1.A

Overview – the UK leverage ratio

1.A.1

The Leverage Ratio – Capital Requirements and Buffers Part applies to the following firms on the following bases:

  1. i. All firms with retail deposits equal to or greater than £50 billion or foreign assets equal to or greater than £10 billion, when calculated on an individual basis are in scope.[4] Such firms must comply with the Part on an individual basis (subject to section 4 below), unless they are otherwise subject to the Part on the basis of their own consolidated situation because they are either: CRR consolidation entities referred to in (ii); or a ring fenced body identified in (iii) that is the ultimate parent within its RFB sub-group.
  2. ii. CRR consolidation entities meeting either threshold referred to in (i) above on the basis of their consolidated situations are in scope. They must comply with the Part on a consolidated basis.[5]
  3. iii. Ring-fenced bodies that have been required by the PRA to comply with the CRR on an RFB sub-consolidated basis and whose RFB sub-group meets either threshold referred to in (i) above on an RFB sub-consolidated basis are in scope. They must comply with the requirement on the same RFB sub-consolidated basis that they are required to comply with the CRR.

Footnotes

  • 4. For this purpose, foreign assets means financial assets for which the counterparty is resident in a country or territory outside the UK, as reported in LV44, line 0050.
  • 5. Where necessary for this purpose, references in this SS to firm, should be read as including a CRR consolidation entity.

1.A.2

The minimum leverage ratio capital requirement, which must be met at all times, is 3.25% of the leverage exposure measure (LEM) defined in the Leverage Ratio (CRR) Part of the PRA Rulebook. The LEM excludes assets constituting claims on central banks, where they are matched by liabilities, denominated in the same currency and of identical or longer maturity. Further conditions apply where claims on central banks are held in omnibus accounts – these are described in Chapter 7. Mirroring the risk-weighted capital framework, three quarters of this requirement must be met with Common Equity Tier 1 (CET1) capital instruments. The requirement must otherwise be met with Tier 1 capital, but additional Tier 1 capital must have a conversion trigger in relation to a firm’s risk-weighted CET1 ratio of at least 7% in order to count towards the leverage ratio minimum.

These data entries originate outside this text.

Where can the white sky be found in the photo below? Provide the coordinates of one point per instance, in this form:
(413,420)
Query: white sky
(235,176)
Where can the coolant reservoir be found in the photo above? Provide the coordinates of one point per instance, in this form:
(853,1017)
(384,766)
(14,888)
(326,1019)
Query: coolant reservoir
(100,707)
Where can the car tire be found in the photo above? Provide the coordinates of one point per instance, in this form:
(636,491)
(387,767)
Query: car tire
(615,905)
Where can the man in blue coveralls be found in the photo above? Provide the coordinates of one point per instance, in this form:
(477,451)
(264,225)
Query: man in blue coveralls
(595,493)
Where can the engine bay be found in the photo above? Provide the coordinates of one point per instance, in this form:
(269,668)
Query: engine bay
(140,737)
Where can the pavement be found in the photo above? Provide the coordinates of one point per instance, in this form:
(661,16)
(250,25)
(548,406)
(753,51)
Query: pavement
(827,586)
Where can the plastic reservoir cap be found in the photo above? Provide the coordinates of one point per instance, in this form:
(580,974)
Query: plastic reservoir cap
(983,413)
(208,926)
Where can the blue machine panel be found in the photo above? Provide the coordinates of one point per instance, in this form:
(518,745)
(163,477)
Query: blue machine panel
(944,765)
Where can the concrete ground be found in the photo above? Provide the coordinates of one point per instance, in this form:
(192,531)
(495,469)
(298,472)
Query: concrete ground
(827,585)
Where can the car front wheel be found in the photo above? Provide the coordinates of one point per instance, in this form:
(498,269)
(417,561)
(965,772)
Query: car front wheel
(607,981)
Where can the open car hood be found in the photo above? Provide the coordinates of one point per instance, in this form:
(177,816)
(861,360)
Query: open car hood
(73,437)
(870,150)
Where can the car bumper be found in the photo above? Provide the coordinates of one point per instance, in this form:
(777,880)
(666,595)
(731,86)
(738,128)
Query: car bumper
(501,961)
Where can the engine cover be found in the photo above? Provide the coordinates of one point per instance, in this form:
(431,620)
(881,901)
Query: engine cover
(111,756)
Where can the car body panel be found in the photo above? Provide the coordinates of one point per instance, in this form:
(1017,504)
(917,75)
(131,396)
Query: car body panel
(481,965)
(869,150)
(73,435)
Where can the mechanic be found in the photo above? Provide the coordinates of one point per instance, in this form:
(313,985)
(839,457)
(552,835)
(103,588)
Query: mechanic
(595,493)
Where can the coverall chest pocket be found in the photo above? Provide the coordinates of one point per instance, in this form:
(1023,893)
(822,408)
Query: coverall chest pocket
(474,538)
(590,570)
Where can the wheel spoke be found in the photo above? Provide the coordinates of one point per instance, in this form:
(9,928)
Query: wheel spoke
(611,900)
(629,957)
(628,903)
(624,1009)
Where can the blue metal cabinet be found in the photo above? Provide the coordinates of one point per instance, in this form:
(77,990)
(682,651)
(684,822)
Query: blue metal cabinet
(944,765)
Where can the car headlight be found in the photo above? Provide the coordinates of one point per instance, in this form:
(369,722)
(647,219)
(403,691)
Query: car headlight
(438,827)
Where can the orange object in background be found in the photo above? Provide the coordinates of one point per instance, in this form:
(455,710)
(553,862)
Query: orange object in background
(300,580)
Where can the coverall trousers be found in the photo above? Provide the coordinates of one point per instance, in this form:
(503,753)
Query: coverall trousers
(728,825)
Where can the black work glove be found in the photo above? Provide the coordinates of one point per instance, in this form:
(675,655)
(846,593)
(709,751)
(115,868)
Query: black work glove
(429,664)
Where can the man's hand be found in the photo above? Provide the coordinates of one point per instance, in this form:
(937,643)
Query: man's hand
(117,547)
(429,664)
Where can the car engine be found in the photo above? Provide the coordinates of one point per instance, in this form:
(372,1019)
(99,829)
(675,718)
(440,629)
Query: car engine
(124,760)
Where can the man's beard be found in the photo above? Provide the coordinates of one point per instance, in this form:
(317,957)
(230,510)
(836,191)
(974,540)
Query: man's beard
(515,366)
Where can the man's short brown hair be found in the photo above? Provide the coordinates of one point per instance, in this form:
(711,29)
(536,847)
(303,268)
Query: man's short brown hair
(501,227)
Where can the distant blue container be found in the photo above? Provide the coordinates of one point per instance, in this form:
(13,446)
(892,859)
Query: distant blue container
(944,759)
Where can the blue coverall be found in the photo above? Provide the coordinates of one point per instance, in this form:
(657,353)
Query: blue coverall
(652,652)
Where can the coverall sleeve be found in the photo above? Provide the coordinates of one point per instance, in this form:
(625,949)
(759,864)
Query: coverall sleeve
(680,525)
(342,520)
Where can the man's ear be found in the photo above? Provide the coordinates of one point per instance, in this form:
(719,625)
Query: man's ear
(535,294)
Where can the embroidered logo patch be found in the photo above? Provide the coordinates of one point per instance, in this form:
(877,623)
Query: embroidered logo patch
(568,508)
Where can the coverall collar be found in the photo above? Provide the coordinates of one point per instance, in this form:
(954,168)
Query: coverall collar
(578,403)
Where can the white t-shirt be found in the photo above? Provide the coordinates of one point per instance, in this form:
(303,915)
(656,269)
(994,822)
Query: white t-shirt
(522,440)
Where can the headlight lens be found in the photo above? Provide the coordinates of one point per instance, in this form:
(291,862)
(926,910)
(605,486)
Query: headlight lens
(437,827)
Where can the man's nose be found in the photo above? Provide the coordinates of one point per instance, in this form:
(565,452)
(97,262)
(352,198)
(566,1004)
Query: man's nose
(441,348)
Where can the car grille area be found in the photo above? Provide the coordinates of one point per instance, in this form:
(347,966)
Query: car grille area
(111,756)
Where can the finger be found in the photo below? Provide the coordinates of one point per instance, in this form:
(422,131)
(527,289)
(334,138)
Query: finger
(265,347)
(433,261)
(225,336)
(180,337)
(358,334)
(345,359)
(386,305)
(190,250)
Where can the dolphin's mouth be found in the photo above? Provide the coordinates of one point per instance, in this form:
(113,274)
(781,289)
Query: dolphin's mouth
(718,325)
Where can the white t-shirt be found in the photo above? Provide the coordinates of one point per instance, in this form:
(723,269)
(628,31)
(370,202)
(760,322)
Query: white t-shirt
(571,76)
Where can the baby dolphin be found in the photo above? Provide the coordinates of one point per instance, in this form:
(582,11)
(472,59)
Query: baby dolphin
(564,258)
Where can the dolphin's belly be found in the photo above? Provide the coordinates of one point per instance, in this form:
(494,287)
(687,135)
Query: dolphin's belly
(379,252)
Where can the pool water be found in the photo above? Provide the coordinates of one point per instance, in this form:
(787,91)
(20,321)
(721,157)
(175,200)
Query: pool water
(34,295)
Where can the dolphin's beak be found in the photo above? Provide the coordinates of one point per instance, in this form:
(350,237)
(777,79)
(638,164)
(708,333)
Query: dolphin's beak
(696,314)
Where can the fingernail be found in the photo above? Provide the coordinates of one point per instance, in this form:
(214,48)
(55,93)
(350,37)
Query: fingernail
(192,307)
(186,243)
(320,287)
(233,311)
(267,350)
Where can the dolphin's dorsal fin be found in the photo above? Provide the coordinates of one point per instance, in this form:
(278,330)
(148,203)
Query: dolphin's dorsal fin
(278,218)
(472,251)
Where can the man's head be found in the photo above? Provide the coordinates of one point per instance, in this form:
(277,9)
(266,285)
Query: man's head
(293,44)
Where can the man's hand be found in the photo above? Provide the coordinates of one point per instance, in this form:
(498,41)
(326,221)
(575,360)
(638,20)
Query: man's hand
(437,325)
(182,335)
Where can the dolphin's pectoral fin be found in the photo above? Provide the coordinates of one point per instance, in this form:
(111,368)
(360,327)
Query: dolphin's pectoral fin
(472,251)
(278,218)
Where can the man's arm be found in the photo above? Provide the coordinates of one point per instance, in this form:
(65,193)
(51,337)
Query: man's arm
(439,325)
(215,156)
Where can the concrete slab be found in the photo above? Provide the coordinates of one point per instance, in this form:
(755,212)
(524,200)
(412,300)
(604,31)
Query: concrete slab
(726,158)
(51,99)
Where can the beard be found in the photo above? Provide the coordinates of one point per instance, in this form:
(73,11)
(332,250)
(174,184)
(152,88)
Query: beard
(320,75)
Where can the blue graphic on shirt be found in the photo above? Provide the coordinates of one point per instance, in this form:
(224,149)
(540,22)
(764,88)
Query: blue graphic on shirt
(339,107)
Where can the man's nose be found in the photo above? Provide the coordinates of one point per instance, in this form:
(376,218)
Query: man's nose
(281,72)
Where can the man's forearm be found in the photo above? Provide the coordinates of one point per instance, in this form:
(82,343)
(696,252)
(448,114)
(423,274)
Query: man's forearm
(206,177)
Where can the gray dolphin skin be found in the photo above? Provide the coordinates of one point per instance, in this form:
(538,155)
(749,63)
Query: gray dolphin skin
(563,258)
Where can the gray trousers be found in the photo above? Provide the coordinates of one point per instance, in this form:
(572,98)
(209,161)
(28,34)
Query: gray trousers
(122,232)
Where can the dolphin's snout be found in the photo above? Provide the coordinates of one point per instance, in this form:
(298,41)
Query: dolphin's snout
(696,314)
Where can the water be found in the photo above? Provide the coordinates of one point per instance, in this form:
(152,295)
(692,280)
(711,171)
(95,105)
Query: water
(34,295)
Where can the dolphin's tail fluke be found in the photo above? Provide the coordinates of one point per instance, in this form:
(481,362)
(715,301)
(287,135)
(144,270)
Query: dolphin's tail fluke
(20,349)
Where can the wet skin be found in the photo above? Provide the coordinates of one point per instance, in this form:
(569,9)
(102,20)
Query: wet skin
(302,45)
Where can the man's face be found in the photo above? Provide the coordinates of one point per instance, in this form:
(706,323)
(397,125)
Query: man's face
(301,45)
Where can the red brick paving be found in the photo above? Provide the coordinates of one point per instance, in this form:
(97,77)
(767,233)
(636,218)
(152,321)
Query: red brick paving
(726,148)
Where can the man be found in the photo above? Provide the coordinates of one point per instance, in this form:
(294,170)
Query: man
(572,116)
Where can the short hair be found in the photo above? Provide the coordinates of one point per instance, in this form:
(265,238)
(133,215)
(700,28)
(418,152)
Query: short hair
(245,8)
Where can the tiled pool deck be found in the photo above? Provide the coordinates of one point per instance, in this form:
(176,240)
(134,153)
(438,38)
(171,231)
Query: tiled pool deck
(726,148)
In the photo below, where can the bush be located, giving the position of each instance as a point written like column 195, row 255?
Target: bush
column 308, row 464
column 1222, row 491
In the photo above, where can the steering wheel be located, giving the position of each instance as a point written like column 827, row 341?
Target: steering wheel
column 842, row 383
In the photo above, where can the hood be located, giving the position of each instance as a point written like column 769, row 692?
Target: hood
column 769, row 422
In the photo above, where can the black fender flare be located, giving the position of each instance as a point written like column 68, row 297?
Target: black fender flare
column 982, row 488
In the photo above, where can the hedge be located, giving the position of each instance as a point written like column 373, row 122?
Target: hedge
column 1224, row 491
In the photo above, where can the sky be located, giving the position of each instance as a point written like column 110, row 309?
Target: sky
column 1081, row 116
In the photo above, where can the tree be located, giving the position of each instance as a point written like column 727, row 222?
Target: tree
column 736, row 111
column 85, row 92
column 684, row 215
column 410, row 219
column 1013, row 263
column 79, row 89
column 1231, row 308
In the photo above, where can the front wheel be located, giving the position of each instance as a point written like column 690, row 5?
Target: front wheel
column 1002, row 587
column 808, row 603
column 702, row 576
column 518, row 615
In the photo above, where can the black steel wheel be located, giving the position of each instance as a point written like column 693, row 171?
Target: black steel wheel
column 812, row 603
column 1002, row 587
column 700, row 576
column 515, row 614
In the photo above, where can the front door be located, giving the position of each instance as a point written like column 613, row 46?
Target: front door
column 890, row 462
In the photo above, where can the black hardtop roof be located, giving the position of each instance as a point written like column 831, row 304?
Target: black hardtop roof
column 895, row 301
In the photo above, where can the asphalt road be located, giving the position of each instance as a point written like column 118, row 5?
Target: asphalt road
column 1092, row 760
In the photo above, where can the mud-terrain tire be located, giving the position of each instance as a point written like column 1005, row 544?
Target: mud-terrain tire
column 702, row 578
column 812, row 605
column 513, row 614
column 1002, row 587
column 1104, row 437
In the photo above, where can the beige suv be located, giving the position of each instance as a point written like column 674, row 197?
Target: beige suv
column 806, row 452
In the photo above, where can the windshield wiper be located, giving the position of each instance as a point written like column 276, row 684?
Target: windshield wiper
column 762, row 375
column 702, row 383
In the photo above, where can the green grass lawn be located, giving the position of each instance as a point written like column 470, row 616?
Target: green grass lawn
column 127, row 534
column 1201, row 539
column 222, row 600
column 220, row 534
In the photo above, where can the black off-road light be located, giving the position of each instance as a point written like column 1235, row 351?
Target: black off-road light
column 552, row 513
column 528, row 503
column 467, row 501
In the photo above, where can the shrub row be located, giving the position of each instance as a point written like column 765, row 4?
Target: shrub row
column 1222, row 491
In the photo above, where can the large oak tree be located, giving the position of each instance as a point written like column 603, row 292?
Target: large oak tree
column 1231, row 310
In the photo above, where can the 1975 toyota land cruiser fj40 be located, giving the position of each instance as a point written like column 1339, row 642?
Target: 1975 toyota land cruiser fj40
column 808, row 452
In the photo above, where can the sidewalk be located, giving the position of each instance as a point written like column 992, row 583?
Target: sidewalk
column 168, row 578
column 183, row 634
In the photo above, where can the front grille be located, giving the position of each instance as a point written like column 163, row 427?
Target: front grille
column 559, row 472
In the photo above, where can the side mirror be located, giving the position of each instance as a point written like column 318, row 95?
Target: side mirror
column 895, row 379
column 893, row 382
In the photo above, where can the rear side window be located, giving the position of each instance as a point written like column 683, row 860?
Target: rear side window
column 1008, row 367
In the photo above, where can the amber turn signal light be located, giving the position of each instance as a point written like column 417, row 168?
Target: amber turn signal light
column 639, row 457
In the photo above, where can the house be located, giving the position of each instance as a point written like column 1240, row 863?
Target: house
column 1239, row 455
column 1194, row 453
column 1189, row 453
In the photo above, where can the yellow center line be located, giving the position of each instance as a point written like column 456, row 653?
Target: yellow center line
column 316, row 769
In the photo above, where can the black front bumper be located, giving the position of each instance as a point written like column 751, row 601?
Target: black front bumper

CRR transitional measures affecting Tier 1 capital apply to the definition of Tier 1 for the purposes of the leverage ratio, including the IFRS 9 transitional the PRA encouraged firms to use as part of the Covid-19 response,[6] and the continued eligibility of certain AT1 instruments.[7]

Footnotes

  • 6. Article 473a of the CRR.
  • 7. Article 494b of the CRR.

1.A.3

Firms in scope of the leverage ratio minimum capital requirement are subject to buffers in addition to this minimum. These buffers must be met with CET1 resources and are set out in more detail in Chapter 2.

1.A.4

Firms that are not in scope of the leverage ratio requirement are nevertheless expected to manage their leverage risk so that their leverage ratio – to be calculated based on the same rules as the in-scope firms - does not ordinarily fall below 3.25%. This PRA expectation is further described in Chapter 5.